Bernard Yack. The Longing for Total Revolution: Philosophic Sources of Social Discontent from Rousseau to Marx and Nietzsche. Princeton, N. J.: Princeton University Press, 1986. Pp. Xvii + 390. $35.00 (cloth).

[Review in Ethics: An International Journal of Social, Political, and Legal Philosophy, volume 98 (1988): p. 860]

Total revolution is "the complete transformation of the spirit of individuals and social institutions, which political revolution fails to achieve," to be brought about by change in "some special sphere of social interaction that shapes the character of interaction throughout the entire society, and which our actions can influence" (p. 124). For the past two hundred years many European intellectuals have longed for such a revolution, a longing Yack labels "left Kantian." Left Kantians demand that man's humanity, defined as autonomy, be realized in the external world. For Yack's purposes the original left Kantian was Friedrich Schiller. Carrying on left Kantian concerns have been the young Hegel, the left Hegelians, Marx, Nietzsche, and the twentieth century critical theorists. Preoccupation with the allegedly dehumanizing nature of modern institutions was allowed by two conceptual innovations, the first of which, originally made by Rousseau but introduced into Germany in a modified form by Kant, is the idea that 'human' is a term of distinction among men, not a species characteristic distinguishing man from animals. In Kant's hands this became the dichotomy of human freedom and natural necessity. The other innovation was one variant of the historicism which became popular in Germany in the nineteenth century: the belief that social phenomena are parts of historically specific social wholes permeated by a common spirit. The first innovation led (despite Kant) to the views that institutions should cultivate and embody human freedom and that man is dehumanized by institutions that fail to do so. The second set of beliefs gave hope that man could realize his humanity by transforming his institutions. In particular, the example of ancient Greece proved that the dehumanization caused by modern institutions was the result not of the human condition as such but of institutions that had been historically made and could therefore be unmade.

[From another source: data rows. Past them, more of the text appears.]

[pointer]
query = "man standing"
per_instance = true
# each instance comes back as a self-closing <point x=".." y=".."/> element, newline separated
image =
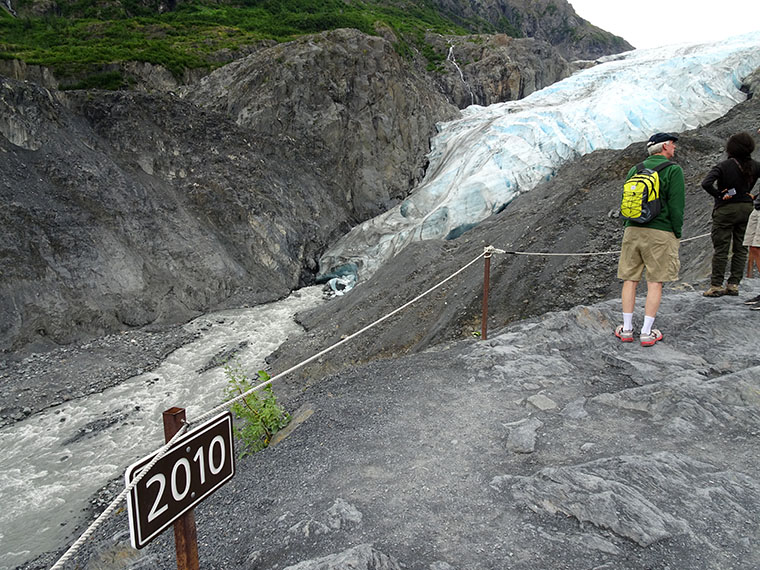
<point x="654" y="244"/>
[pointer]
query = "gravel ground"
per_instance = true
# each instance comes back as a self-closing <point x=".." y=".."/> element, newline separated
<point x="551" y="445"/>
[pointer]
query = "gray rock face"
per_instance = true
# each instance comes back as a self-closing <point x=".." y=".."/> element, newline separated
<point x="134" y="208"/>
<point x="553" y="21"/>
<point x="126" y="209"/>
<point x="570" y="213"/>
<point x="362" y="114"/>
<point x="484" y="69"/>
<point x="416" y="447"/>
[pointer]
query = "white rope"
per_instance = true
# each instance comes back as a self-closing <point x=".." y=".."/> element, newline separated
<point x="487" y="252"/>
<point x="119" y="498"/>
<point x="334" y="346"/>
<point x="591" y="253"/>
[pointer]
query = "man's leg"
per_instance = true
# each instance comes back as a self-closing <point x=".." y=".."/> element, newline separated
<point x="628" y="296"/>
<point x="721" y="234"/>
<point x="654" y="296"/>
<point x="739" y="253"/>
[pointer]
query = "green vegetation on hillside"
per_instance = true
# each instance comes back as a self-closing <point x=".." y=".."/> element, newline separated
<point x="86" y="35"/>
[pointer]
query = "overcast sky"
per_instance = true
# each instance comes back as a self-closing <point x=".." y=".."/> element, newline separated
<point x="655" y="24"/>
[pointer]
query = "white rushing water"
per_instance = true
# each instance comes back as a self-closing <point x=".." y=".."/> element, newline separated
<point x="55" y="461"/>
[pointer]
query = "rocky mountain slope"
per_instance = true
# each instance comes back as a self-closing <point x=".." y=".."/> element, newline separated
<point x="573" y="212"/>
<point x="551" y="445"/>
<point x="127" y="209"/>
<point x="550" y="20"/>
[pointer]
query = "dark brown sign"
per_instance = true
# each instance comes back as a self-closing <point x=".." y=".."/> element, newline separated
<point x="196" y="465"/>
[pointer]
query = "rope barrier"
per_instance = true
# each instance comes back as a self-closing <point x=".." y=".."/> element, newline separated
<point x="549" y="254"/>
<point x="203" y="417"/>
<point x="218" y="409"/>
<point x="488" y="251"/>
<point x="119" y="498"/>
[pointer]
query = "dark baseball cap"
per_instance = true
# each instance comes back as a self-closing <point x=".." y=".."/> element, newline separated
<point x="660" y="137"/>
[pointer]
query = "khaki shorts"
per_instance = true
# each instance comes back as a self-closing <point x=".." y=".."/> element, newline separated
<point x="655" y="250"/>
<point x="752" y="235"/>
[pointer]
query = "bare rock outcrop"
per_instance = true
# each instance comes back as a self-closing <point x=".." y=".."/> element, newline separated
<point x="349" y="100"/>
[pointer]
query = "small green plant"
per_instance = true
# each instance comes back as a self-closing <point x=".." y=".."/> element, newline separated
<point x="259" y="415"/>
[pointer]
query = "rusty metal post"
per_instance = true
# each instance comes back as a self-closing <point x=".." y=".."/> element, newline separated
<point x="185" y="535"/>
<point x="486" y="281"/>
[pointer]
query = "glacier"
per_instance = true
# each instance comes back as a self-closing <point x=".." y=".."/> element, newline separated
<point x="482" y="161"/>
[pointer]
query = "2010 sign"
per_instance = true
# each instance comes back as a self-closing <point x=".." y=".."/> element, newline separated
<point x="196" y="465"/>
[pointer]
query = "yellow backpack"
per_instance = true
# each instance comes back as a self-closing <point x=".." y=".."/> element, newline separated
<point x="641" y="194"/>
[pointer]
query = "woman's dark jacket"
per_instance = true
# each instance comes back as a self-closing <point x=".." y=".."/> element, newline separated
<point x="727" y="174"/>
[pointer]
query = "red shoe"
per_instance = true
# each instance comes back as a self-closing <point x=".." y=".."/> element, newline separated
<point x="624" y="336"/>
<point x="651" y="338"/>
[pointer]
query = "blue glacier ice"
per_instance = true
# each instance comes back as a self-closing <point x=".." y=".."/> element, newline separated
<point x="480" y="162"/>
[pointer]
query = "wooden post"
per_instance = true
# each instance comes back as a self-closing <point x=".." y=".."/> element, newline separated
<point x="185" y="536"/>
<point x="486" y="280"/>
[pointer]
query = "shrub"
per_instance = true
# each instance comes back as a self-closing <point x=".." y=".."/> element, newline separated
<point x="259" y="416"/>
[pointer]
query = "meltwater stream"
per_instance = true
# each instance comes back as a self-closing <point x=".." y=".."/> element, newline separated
<point x="55" y="461"/>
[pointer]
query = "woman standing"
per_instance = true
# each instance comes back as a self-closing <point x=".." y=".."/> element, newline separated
<point x="729" y="183"/>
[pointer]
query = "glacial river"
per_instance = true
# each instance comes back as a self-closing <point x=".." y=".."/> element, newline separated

Unfortunately the book, although giving evidence of extensive learning, is written in a way that makes reconstruction of the exact reasoning difficult and, as is common in the genre, the issues are discussed in an unnecessarily abstract way. Some of the author's theses, such as those found in his critique of the use of religious analogies in the explanation of revolutionary movements and in his analysis of longing, go beyond the evidence presented and even beyond the domain in which he is working (the history of political thought). But where he does wander into historical sociology or psychology his speculations are thought provoking and intelligent.